Kendilerini, iktidarın yakınında görüyorlar. Hatta iktidarla beraber olabilmek için -kıymışlar paraya- belediye başkanlığına veya milletvekilliğine aday adayı bile olmuşlar.
AK Parti aile fotoğrafında yerlerini almışlar.
Böylece kendilerini tescillemişler.
Ama aday olamamışlar. Ya da aday olmaya layık görülmemişler.
Kimileri aday yapılmamasını gurur yapmış. AK Parti treninden inmemiş ama, “Objektif” olmak adına sıkı bir defans yapıyor.
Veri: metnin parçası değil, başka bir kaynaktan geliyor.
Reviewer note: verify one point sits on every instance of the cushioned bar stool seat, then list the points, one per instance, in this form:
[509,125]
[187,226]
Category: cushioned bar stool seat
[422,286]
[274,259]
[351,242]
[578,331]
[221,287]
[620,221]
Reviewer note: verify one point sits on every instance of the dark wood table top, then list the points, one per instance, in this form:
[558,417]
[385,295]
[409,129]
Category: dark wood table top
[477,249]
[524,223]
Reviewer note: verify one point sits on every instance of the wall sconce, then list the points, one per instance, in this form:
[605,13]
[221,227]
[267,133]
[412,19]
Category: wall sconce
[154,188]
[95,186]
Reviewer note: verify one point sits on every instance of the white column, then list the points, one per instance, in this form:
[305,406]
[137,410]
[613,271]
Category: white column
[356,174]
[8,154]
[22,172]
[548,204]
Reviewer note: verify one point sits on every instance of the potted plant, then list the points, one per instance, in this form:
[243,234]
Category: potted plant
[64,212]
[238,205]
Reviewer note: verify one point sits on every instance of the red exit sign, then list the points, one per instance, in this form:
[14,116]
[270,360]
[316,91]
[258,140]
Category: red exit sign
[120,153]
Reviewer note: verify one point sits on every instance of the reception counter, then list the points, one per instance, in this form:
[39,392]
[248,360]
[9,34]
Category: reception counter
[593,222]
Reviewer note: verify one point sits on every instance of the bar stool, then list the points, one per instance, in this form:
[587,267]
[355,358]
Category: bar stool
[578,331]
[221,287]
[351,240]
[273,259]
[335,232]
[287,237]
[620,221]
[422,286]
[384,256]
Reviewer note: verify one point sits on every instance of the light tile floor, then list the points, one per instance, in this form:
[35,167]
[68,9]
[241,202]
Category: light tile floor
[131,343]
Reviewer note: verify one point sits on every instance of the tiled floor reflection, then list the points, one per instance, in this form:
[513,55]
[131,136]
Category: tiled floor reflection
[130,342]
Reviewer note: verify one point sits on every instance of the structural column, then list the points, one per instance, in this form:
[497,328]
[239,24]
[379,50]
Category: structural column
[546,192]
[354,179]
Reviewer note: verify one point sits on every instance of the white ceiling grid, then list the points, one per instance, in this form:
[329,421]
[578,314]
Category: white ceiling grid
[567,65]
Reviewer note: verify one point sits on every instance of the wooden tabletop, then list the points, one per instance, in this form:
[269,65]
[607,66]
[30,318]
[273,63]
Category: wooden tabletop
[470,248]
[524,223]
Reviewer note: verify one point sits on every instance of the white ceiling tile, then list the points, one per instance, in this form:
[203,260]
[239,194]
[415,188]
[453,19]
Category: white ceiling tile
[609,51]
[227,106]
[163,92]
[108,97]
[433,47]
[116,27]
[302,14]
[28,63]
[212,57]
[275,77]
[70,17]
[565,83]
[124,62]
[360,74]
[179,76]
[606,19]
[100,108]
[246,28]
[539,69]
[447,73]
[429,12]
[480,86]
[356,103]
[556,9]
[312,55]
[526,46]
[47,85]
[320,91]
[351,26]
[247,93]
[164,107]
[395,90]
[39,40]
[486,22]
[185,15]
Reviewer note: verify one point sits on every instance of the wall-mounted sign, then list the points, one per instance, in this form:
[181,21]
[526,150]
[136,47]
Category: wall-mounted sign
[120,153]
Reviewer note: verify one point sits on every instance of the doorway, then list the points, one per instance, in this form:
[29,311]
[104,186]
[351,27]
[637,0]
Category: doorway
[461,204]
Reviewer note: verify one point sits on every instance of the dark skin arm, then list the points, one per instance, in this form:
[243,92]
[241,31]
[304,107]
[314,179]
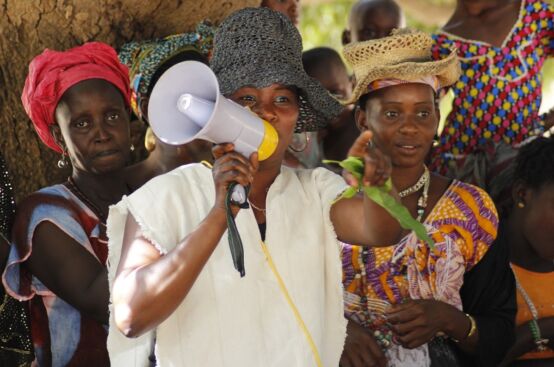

Siz bunu “Muhalefet” olarak da algılayabilirsiniz.
Suçluluk psikolojisi ile de “AK Partili olmak, eleştirmeye mani değildir” diyerek zeytinyağı gibi suyun üstüne çıkmaya çalışıyor.
Aslına bakılırsa, söyledikleri hem mantıklı hem de doğru.
Ne de olsa dost acı söyler.
Dost, acı söylemesine acı söyler de bunun bir yolu yok mudur?
Dost, acı söylermiş diyerek, elalemin içinde her şeyi söylemeli midir?
Dostun her söylediği doğru olmalı ama, her doğruyu her yerde söylememeli değil midir?
Ya da başka bir deyişle, objektif olmak patavatsız olmak değildir.
AK Parti eleştirilmez mi?
Elbette eleştirilir.
CHP eleştiriliyorsa, AK Parti de eleştirilebilir.
Mesela ben CHP’yi –yanlışlarından dolayı- sık sık eleştiriyorum.
Ama ben delikanlı gibi muhalifliğimden yapıyorum.
CHP’li gibi gözükerek değil.
Osmanlı sadrazamlarından Koca Mehmet Ragıp Paşa gazelinde şöyle der:
“Meyan-ı güft ü güde bed-meniş îham eder kubhun,
Şecaat arz ederken merd-i kıptî sirkatin söyler”
“Mayası bozuk olanlar, söz esnasında kabahatini farkında olmadan sezdirir/ima eder.
Kıbtî Beyi/Erkek Çingene de yiğitliğini anlatırken hırsızlığını söyler/örnek verir.”